Питались в столовой по талонам. Наберешь себе на поднос еды, идешь мимо стола с овощами, там стоит женщина в белом колпаке с красным крестом. У нее колба литра на 3–4, наливает полстакана чистого спирта. Рядом стояли ящики с пивом — бери сколько хочешь. Раз один мужик перебрал и заснул под четвертым блоком. Когда его разбудили, он еще был живым, но уже аж рыжим от радиации.
Бывшая жена Татьяна живет с дочерью в Америке. Светлане 35 лет, переехала в1994-м. Вышла там замуж за украинского еврея, родила дочь. Жена уехала к ней на три месяца.
— Нашла там себе мужика житомирского разлива. Потом на коленях передо мной ползала. Нет, говорю, зайка, бабу для кровати я себе всегда найду. Я же любил ее до поте ри пульса.
Спрашиваю, почему не хочет оформить "чернобыльскую" пенсию.
— Я уже в четырех больницах был. Еще в трех нужно отлежать. Вот сейчас — в онкологии на Севастопольской площади. А что мне это даст? Лучевая болезнь же не лечится. С матерью живем очень плохо. Она ненавидит меня, потому что немного умнее ее. А она себя считает пупом земли.
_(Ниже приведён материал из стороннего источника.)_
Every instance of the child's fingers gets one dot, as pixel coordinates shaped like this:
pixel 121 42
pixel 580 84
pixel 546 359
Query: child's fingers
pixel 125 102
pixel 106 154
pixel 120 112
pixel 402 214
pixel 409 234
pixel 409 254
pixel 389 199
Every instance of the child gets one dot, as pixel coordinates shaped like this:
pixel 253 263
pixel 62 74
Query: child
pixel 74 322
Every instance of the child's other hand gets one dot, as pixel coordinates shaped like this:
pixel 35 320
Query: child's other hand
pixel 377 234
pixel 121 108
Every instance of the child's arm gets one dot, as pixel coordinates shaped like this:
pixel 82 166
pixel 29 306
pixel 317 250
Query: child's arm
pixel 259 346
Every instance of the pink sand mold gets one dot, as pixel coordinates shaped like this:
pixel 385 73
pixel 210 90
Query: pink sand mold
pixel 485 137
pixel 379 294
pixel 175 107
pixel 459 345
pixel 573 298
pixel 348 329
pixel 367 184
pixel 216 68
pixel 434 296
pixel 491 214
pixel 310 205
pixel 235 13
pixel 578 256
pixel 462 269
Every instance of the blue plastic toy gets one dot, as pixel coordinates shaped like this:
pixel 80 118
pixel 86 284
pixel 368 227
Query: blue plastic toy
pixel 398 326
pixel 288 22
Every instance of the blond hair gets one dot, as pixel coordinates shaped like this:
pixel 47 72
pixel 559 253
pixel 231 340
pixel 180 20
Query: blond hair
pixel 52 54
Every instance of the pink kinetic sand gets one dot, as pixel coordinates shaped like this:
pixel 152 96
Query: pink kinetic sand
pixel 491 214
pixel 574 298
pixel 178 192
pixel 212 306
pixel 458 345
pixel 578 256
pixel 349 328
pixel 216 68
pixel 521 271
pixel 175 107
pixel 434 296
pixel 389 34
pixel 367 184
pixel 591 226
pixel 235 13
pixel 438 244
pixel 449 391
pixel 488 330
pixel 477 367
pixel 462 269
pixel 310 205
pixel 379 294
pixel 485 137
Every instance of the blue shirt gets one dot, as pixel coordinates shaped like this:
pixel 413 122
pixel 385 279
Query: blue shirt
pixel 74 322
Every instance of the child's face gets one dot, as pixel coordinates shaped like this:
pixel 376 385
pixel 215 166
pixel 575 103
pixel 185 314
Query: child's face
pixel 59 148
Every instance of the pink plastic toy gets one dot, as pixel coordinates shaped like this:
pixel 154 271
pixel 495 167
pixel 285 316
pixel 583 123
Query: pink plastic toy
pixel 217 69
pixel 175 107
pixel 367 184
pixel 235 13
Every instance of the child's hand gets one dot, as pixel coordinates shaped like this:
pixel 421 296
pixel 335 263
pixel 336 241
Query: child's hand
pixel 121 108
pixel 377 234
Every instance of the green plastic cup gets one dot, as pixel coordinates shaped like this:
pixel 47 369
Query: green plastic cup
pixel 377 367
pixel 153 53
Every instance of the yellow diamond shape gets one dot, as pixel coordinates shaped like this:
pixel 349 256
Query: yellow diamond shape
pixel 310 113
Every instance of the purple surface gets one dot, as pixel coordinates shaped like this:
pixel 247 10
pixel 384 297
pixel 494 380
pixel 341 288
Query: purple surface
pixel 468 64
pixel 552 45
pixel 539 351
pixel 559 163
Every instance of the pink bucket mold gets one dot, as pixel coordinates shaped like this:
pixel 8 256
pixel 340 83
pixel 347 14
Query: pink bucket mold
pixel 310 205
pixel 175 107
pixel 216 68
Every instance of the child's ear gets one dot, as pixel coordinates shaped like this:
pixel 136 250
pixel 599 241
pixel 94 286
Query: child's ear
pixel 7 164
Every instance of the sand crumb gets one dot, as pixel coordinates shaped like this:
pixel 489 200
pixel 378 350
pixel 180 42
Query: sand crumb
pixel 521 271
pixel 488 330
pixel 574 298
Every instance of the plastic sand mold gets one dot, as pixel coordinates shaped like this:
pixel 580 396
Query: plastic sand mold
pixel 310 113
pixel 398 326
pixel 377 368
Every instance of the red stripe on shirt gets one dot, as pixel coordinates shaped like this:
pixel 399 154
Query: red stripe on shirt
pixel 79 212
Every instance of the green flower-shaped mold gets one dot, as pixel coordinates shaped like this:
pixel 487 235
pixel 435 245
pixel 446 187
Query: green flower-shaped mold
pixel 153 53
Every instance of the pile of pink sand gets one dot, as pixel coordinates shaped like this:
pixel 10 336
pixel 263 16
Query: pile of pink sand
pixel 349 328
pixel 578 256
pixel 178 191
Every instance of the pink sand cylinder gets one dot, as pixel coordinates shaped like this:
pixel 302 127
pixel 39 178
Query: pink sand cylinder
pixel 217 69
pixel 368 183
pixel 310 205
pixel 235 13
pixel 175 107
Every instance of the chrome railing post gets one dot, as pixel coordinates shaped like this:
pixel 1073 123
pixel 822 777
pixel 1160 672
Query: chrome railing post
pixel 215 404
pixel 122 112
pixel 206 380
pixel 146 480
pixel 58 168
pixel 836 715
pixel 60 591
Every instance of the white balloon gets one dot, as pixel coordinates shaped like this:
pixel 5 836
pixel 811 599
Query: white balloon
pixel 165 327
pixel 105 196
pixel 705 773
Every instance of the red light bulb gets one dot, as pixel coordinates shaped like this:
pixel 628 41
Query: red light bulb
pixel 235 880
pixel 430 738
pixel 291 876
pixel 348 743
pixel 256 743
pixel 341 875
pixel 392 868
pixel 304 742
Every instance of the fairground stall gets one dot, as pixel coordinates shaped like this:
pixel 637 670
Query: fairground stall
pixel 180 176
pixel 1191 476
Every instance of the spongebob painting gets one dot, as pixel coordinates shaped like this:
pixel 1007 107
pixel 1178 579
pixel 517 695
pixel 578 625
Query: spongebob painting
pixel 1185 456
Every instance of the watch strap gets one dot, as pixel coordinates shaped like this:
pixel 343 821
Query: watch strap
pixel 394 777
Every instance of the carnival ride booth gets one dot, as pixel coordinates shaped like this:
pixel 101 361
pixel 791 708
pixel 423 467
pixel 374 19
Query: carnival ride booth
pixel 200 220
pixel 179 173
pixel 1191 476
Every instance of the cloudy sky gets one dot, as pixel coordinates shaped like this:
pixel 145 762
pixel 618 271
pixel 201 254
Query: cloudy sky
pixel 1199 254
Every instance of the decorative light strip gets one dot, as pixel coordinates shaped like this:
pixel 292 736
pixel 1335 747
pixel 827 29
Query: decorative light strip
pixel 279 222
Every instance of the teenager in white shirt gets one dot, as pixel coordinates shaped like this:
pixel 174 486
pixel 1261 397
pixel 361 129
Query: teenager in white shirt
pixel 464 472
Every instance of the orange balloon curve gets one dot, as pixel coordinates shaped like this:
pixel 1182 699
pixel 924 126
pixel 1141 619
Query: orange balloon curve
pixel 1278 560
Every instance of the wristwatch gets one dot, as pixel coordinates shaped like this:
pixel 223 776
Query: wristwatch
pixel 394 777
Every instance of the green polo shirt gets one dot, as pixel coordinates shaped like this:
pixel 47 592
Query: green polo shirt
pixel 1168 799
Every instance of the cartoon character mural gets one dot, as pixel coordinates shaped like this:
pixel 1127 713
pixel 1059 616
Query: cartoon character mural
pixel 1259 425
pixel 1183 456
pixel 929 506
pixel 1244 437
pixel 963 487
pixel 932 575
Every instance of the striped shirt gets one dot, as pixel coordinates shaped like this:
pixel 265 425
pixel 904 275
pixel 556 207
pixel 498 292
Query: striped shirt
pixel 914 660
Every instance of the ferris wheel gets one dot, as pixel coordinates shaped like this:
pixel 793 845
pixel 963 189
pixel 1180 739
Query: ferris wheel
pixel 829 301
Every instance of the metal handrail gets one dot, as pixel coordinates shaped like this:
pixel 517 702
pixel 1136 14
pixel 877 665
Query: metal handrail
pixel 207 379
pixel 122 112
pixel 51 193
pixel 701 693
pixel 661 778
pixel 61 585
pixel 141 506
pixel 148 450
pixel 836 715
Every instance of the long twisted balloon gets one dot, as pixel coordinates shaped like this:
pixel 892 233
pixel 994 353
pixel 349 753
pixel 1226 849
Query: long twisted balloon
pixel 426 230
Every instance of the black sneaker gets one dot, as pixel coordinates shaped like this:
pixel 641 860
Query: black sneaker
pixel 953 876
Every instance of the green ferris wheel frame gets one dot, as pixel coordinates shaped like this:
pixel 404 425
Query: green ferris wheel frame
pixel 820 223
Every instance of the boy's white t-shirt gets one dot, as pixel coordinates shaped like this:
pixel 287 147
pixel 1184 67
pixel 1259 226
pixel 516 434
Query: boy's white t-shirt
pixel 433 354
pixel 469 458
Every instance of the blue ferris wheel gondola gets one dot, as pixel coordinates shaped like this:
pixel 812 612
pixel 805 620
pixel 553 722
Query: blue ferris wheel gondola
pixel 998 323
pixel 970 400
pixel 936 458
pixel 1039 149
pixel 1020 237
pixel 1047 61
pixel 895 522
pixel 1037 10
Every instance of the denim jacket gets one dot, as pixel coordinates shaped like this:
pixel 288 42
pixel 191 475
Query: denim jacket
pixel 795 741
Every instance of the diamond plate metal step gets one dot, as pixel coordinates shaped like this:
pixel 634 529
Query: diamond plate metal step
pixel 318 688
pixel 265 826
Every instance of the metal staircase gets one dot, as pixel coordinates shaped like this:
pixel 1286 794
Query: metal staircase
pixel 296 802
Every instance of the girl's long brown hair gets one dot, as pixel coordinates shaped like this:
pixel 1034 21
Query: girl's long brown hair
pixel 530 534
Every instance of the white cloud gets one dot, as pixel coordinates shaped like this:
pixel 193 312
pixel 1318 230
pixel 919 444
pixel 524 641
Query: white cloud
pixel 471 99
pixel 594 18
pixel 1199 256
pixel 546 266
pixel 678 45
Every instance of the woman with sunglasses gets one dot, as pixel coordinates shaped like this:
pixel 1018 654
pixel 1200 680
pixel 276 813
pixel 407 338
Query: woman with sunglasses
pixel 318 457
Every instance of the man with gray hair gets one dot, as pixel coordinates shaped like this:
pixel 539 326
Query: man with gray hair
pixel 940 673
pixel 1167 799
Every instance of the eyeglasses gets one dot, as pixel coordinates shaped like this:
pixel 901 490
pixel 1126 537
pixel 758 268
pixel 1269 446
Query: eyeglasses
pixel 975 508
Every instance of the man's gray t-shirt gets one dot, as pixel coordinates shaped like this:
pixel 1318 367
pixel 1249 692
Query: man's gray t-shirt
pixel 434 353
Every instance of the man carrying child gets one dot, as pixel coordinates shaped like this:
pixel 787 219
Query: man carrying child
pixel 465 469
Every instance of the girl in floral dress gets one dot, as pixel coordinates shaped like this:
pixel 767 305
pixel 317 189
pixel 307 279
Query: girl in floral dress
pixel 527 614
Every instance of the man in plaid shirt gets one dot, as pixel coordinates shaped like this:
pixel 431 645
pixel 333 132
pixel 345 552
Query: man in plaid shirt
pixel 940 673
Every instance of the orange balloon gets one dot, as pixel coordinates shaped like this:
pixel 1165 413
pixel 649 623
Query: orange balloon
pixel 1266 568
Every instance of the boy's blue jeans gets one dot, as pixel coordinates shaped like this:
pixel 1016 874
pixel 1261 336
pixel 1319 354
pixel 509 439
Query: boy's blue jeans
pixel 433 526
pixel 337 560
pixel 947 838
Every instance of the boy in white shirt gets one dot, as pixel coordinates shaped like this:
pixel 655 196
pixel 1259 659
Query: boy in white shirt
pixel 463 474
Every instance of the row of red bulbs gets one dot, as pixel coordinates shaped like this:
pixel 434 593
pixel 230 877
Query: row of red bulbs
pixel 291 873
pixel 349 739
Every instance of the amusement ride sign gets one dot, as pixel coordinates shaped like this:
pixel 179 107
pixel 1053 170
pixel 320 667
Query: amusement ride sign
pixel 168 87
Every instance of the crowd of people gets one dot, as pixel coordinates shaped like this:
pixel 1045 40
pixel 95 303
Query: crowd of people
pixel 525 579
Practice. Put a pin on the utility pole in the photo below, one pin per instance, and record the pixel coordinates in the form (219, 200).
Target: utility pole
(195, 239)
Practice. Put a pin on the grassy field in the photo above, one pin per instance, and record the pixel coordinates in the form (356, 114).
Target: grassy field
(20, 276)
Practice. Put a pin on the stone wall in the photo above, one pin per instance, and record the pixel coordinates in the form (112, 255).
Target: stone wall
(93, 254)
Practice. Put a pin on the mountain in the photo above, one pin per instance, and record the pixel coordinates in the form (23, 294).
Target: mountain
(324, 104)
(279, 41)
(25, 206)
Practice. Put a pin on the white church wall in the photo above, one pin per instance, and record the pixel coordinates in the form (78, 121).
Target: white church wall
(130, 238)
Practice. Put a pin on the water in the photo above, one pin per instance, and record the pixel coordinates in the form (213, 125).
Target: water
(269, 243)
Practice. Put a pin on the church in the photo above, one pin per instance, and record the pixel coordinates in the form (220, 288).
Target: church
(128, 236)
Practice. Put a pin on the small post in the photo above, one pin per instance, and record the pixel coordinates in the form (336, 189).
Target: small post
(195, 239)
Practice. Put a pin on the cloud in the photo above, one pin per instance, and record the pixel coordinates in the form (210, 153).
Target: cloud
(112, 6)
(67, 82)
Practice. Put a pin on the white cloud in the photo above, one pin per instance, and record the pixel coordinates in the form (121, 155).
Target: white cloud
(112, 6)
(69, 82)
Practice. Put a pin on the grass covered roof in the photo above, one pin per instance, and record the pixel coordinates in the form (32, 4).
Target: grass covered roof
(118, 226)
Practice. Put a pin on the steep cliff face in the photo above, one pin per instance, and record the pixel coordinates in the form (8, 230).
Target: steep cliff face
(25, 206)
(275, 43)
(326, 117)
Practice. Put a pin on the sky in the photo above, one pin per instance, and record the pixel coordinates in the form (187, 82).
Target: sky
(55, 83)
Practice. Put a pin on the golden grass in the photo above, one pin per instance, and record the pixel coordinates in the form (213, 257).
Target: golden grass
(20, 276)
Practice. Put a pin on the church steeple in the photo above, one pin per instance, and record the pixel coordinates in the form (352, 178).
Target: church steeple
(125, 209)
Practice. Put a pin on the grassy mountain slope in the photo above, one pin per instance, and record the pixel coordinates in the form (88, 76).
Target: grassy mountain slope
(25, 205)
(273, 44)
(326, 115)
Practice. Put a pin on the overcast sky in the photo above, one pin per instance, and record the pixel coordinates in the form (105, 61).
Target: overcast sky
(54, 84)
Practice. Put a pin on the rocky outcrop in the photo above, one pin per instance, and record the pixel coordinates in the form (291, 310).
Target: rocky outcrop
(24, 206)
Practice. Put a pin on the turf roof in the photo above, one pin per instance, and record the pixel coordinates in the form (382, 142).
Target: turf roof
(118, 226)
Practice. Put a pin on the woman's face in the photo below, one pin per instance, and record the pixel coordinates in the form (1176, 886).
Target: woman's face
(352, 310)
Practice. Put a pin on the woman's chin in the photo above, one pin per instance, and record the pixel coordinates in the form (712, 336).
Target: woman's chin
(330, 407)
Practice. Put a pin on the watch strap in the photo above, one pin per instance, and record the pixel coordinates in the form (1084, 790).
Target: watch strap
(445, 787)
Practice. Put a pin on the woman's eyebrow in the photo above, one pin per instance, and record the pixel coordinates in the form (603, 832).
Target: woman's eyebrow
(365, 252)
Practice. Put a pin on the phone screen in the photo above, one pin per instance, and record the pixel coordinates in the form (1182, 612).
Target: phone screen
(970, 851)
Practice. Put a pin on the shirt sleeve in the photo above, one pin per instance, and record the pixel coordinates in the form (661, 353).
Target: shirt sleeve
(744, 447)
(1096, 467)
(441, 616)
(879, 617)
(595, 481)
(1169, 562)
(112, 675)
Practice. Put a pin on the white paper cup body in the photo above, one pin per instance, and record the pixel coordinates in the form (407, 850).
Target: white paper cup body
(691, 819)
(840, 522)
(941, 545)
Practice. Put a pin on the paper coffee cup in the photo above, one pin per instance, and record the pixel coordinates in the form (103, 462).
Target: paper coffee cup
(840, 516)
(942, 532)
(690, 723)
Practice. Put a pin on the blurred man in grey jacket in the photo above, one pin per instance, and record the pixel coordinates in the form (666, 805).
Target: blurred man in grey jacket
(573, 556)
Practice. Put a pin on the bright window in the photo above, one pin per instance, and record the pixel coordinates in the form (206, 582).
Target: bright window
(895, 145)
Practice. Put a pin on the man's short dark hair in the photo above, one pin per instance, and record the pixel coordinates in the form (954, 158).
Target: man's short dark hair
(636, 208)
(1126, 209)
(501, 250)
Хлеб от меня прячет.
Петров не работает с 1997-го. Говорит, что хочет прожить 250 лет. Вбил себе такое в голову с молодости. Прочитал книгу Владимира Леви "Как быть самим собой". Автор пишет: любой человек сможет прожить, сколько захочет.
— От затылка до задницы так выкручивает позвоночник, что спасу нет. Но как выпью, боль стихает. Выпиваю не больше 250 граммов.